Moving to Anka and Mac mini
Around the same time that the Shopify team was experiencing challenges with their build environment, a new macOS virtualization technology called Anka was released by Veertu. Anka provides a Docker-like command line interface for spinning up lightweight macOS virtual machines, built on top of Apple’s Hypervisor.framework.
Anka has a container registry similar to Docker with push and pull functionality, fast boot times, and easy provisioning provided through a command line interface. With Anka, Shopify could quickly provision a virtual machine with the preferred macOS version, disk, memory, CPU configuration, and Xcode version.
“Our VMWare-based setup was running a small cluster of 12-core Mac Pros in MacStadium,” said Lijbrink. “The Mac Pros provided high bandwidth to the shared storage and ran multiple VMs in parallel. For that reason, they were the only viable choice for a SAN-based setup. However, Anka runs on local storage, and therefore it doesn’t require a SAN.”
After some experimentation, the Shopify team decided that a cluster of i7 Mac minis running Anka was the best solution. In addition, they shifted to dedicated virtual machines per host. “We’re running only one Anka VM per Mac mini, giving us four cores and up to 16 GB memory per build node. Running a single VM also avoids the performance degradation that we found when running multiple VMs on the same host, as they need to share resources.”
Distribution in Different Regions
The Shopify team uses a separate Mac mini as a controller node that provisions an Anka VM with all dependencies such as Xcode, iOS simulators, and Ruby. Anka’s VM image management optimizes disk space usage and data transfer times when pushing and pulling the VMs on the Mac nodes. Since all nodes run Anka independently, the team is able to run their cluster in two MacStadium data centers in parallel. “If a regional outage occurs, we offload builds to just one of the two clusters, giving us extra resiliency,” said Lijbrink.
“We monitor the demand for build nodes and work with MacStadium to scale the number of Mac minis in both data centers,” continued Lijbrink. “It’s easier than managing Macs ourselves, but it’s still a challenge as we can’t scale our cluster dynamically. Our workload is quite spiky, with high load exceeding our capacity at moments during the day. During those moments, our queue time will increase. We expect to add more Mac minis to our cluster as we grow our developer teams to keep our queue times under control.”
“It took us about four months to implement the new infrastructure on top of Anka with a small team,” said Lijbrink. “Building your own CI system requires an investment in engineering time and infrastructure, and at Shopify, we believe it’s worth it for companies that plan to scale while continuing to iterate at a high pace on their iOS apps.”
“By using Anka, we substantially improved the maintainability and scalability of our iOS build infrastructure,” said Lijbrink. “During the day, our team of about 60 iOS developers runs about 350 iOS build jobs per hour.
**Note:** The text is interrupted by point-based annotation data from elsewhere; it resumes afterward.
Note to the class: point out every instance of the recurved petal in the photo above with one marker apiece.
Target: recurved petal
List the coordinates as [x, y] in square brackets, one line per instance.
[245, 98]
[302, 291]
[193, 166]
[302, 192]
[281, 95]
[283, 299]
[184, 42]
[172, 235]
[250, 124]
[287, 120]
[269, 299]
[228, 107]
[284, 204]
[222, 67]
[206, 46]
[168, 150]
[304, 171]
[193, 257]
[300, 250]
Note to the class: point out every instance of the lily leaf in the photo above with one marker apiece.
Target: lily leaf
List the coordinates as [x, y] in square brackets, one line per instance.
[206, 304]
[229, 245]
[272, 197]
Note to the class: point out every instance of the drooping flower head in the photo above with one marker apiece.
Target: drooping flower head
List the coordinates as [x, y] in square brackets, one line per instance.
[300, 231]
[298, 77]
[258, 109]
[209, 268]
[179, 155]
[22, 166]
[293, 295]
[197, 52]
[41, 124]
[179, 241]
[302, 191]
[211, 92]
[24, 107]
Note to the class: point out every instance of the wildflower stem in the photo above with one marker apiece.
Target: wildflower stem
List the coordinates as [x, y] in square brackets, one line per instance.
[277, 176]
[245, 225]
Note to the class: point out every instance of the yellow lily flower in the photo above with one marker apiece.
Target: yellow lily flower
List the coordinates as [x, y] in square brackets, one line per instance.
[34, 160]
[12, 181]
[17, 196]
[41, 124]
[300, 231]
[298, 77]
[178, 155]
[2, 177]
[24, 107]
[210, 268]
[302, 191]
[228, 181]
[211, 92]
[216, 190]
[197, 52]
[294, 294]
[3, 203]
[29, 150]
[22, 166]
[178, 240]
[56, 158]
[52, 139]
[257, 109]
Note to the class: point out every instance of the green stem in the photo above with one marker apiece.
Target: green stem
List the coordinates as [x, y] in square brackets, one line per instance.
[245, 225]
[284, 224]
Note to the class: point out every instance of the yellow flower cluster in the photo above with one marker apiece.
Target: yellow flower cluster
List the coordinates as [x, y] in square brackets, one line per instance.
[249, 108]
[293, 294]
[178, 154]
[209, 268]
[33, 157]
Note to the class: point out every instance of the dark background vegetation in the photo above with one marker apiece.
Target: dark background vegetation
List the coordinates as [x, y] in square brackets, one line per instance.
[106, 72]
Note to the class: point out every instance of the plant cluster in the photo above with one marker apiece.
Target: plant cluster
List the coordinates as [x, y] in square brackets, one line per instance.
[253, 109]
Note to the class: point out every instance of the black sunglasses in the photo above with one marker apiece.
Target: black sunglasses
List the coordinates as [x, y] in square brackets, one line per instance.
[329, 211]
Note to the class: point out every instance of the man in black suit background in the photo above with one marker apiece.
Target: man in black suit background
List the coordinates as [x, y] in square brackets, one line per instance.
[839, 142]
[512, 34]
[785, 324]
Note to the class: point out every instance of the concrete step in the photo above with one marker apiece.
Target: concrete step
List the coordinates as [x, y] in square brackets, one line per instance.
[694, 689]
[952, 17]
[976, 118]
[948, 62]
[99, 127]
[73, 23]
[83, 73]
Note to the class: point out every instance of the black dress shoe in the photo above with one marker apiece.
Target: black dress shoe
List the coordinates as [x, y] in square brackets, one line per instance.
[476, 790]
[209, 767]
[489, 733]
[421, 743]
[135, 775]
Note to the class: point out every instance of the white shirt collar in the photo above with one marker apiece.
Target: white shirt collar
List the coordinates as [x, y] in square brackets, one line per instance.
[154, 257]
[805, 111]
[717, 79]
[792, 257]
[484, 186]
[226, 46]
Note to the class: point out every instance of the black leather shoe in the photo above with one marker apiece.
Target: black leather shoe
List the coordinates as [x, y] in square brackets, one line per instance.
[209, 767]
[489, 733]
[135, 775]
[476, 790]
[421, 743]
Anka provides superior boot times by reducing the setup time of a build step. Upgrading to new versions of macOS and Xcode is easier than before. We have eliminated shared storage as a single point of failure thereby increasing the reliability of our CI system. It also means the system is horizontally scalable, so we can easily scale with the growth of our engineering team. Finally, the system is easier to use for our developers by being part of Shopify Build, sharing the same interface we use for CI across Shopify.”